Na visão dele, a solução de consulta dá mais clareza e segurança jurídica, enquanto o julgamento do STF foi mais genérico. “Antes, não havia uma análise muito detalhada de quando era para revenda”.

Veronica Melo de Souza, sócia no Gaia Silva Gaede Advogados, lembra que só existia uma outra consulta da Receita sobre SaaS, em que a licença ficou enquadrada como serviços técnicos, incidindo PIS, Cofins e Cide. “É a primeira vez que a Receita reconhece que não há incidência de Cide”, afirma Veronica, citando a SC nº 191/2017.

A advogada diz que o julgamento do Supremo, apesar de não ter tratado de importação de licenciamento e sim de lei interna, provocou efeitos no entendimento da Receita. “Teve impacto nas remessas, porque a Receita entendeu que como seria serviço, incidindo o ISS, também incidiria o PIS e a Cofins”.

A Receita, segundo a advogada, não foi contrária ao julgamento do STF, apenas fez uma distinção. “Depois do julgamento, a Receita entendia tudo como serviço. Agora ela separa a licença de uso da de comercialização.”

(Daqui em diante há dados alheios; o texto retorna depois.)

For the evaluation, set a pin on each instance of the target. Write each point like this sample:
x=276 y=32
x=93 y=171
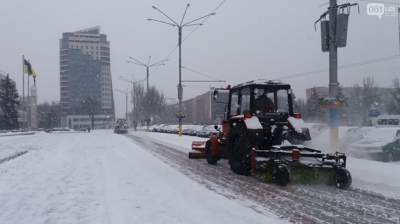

Para Thales Stucky, do Trench Rossi Watanabe, o entendimento de agora traz segurança jurídica. Isso porque a última solução de consulta, de nº 107/2023, “estabeleceu uma natureza dúplice para as licenças de uso de software”. “Para fins de PIS/Cofins-Importação tal tipo de licença deveria ser considerada como natureza de serviços, mas para fins de IRRF aquela mesma remuneração pela licença de uso deveria ser atestada com royalties e, portanto, sujeita ao IRRF”. Com a nova interpretação, restou clara a não incidência.